With This Ring

24 Apr

I’ve lived with my wife’s anger for too many years – it looks like we’re heading for a divorce. I’m sure Ann’s frustrated with me on a whole other level, and if she was typing this passage a whole litany of complaints would fly from her fingers. I had made a vow to myself to wait and see if my success as a screenwriter (if I ever achieve this) makes a difference – if bills being paid and money piling up in the bank alleviates her extreme negativity and fearfulness. It looks like we hit the crossroads before that happened.

One of the things that made her furious is hearing me tell Michael about a tiny nightclub in Santo Domingocalled Secrada Musical, where they play Cuban son and people dance. I was there with a crazy radio personality/politician named Bacho. I was learning how to dance the son – they even poured a circle of lighter fluid on the dance floor, and tossed a match down and we danced in the flames. It was one of those expansive nights – I was sitting by the dance floor and a woman walked by and I gave her a slap on the ass. I told Michael that I’d never done that before – I don’t know where the impulse came from. The woman I slapped (it was more like a pat) gave me a mixed look over her shoulder, kind of pissed and flirtatious at the same time. Anyway, three weeks after listening in on my phone call, Ann starts calling me a sleazeball for slapping this woman on the ass. I thought about what she was saying, playing the event over in my mind, but I couldn’t feel any regret about it. Finally I said I wasn’t sorry about doing it. I guess not begging for mercy was the final straw and she said, “I want a divorce.”

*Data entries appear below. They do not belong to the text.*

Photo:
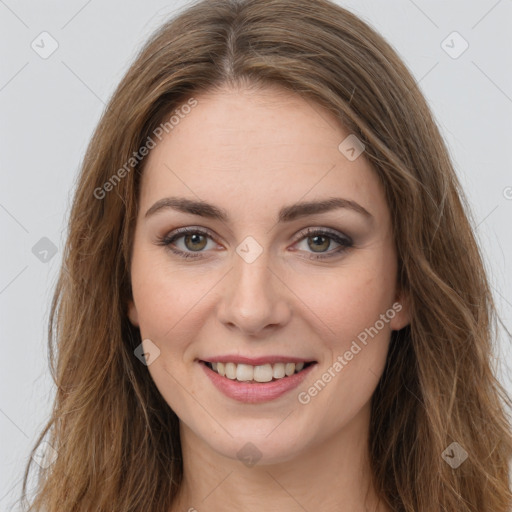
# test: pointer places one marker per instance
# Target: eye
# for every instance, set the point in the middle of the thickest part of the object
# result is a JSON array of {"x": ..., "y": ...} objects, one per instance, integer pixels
[
  {"x": 195, "y": 240},
  {"x": 319, "y": 239}
]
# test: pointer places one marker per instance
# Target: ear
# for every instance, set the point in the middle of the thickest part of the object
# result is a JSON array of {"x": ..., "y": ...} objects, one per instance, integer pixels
[
  {"x": 132, "y": 313},
  {"x": 402, "y": 309}
]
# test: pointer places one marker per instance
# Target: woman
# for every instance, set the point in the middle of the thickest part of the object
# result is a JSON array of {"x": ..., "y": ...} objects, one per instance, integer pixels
[{"x": 271, "y": 296}]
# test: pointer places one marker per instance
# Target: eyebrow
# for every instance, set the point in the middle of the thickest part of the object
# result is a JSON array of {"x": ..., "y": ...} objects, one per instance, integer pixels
[{"x": 286, "y": 214}]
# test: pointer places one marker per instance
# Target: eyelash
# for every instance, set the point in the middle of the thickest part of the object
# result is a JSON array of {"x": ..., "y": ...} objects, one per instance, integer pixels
[{"x": 344, "y": 241}]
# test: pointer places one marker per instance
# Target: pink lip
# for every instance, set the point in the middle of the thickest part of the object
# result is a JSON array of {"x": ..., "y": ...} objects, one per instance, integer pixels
[
  {"x": 257, "y": 392},
  {"x": 255, "y": 361}
]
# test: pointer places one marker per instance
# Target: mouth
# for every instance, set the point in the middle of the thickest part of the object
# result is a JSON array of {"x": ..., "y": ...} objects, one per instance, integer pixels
[{"x": 262, "y": 373}]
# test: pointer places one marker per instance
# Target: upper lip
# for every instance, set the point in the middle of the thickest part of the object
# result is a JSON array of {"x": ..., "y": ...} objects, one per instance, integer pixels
[{"x": 255, "y": 361}]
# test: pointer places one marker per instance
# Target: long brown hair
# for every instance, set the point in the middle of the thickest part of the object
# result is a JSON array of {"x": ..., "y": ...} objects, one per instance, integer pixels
[{"x": 117, "y": 440}]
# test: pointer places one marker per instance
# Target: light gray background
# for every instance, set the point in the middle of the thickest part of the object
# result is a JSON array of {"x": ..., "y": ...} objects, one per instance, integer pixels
[{"x": 49, "y": 108}]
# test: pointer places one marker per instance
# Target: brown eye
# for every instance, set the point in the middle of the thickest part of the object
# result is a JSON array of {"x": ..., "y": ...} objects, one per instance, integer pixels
[
  {"x": 194, "y": 242},
  {"x": 320, "y": 243}
]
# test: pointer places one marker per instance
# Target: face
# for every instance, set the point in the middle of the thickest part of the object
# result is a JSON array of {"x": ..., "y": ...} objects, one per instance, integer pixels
[{"x": 267, "y": 321}]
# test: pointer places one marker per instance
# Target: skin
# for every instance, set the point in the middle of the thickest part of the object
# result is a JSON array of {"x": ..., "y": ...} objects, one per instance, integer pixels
[{"x": 252, "y": 153}]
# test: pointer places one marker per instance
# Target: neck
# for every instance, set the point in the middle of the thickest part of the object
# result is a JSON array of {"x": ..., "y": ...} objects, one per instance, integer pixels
[{"x": 333, "y": 475}]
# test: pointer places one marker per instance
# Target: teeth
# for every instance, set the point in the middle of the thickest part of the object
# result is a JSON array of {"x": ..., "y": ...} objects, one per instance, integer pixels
[
  {"x": 289, "y": 369},
  {"x": 278, "y": 371},
  {"x": 261, "y": 373}
]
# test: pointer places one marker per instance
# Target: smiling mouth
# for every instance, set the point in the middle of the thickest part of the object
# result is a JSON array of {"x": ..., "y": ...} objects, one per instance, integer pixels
[{"x": 261, "y": 373}]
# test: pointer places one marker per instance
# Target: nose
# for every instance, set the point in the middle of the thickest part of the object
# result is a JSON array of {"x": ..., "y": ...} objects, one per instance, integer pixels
[{"x": 255, "y": 299}]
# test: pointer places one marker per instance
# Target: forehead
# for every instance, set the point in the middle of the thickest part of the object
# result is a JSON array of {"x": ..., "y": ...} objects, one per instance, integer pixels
[{"x": 254, "y": 150}]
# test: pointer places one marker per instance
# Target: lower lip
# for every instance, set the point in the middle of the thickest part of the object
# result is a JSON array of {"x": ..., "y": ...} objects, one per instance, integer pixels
[{"x": 256, "y": 392}]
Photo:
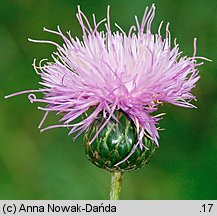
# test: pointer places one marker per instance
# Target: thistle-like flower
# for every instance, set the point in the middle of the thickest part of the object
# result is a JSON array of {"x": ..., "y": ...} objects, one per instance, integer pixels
[{"x": 107, "y": 75}]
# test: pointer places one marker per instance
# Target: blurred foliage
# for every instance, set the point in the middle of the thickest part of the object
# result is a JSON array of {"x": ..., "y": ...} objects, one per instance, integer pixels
[{"x": 50, "y": 165}]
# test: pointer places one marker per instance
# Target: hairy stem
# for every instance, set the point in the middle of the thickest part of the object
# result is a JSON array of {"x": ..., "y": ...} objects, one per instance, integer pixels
[{"x": 116, "y": 184}]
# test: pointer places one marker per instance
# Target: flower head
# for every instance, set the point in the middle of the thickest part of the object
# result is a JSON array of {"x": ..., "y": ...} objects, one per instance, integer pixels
[{"x": 107, "y": 71}]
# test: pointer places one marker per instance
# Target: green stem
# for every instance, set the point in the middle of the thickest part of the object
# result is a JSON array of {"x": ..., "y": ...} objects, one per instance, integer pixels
[{"x": 116, "y": 184}]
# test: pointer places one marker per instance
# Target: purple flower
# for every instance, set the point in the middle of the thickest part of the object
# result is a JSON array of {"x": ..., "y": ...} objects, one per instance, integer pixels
[{"x": 106, "y": 71}]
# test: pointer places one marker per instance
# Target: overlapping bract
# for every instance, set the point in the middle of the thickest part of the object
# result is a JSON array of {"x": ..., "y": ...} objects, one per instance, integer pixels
[{"x": 107, "y": 71}]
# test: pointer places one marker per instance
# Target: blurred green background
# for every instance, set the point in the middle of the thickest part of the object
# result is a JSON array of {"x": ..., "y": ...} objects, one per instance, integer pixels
[{"x": 49, "y": 165}]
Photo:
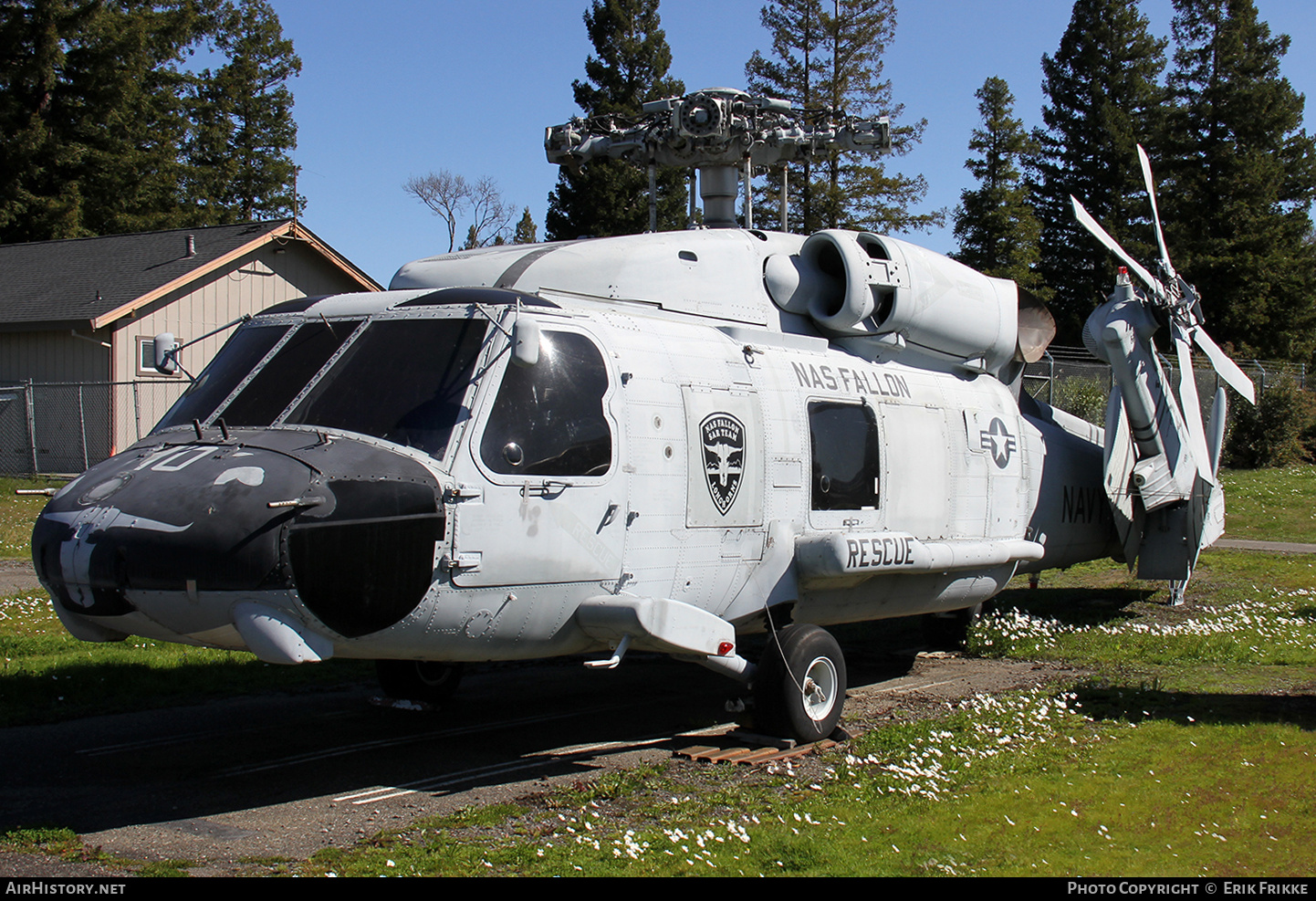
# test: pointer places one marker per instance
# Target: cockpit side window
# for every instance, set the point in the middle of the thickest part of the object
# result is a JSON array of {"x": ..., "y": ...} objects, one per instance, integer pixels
[
  {"x": 402, "y": 380},
  {"x": 231, "y": 365},
  {"x": 844, "y": 437},
  {"x": 548, "y": 419}
]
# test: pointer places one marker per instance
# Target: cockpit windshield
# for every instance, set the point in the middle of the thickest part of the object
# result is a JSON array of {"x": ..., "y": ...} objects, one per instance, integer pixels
[{"x": 401, "y": 380}]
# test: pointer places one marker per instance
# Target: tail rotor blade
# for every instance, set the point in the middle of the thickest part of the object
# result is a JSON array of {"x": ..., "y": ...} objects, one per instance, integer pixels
[
  {"x": 1227, "y": 368},
  {"x": 1155, "y": 214},
  {"x": 1084, "y": 217},
  {"x": 1191, "y": 406}
]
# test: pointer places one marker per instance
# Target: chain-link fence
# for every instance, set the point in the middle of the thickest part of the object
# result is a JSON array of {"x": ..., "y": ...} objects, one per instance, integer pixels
[
  {"x": 1077, "y": 382},
  {"x": 65, "y": 427}
]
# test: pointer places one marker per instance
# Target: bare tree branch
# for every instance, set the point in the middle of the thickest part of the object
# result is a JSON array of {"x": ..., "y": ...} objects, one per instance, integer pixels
[
  {"x": 490, "y": 213},
  {"x": 445, "y": 194},
  {"x": 449, "y": 196}
]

Of course, this isn’t why she wants a divorce – it’s more complicated than that.

The same problems that are causing the divorce – lack of money – will also force us to live under the same roof until we pay the bills down.

I’ll miss what could have been, but I’ll never miss what I’ve been living through the last ten years.

I feel like a dog that just had a bath in the bathtub. I’m squirming under the towel, dying to shake my whole body. I feel like a dog trying to shake it all off.

It’s a good feeling…

Today I woke up, and when my finger was still wet from washing my face, I tried to twist my wedding ring off. It wouldn’t budge. I admonished myself from doing something stupid, like breaking a knuckle playing the role of “Husband Unchained.”

Later in the day, as I sat reading, I grabbed the ring and twisted it off and put it safely away.

There must be a small part of me that still respects the marriage: when my first marriage was over I didn’t save the ring – I pawned it for a bottle of tequila and flowers for Ann.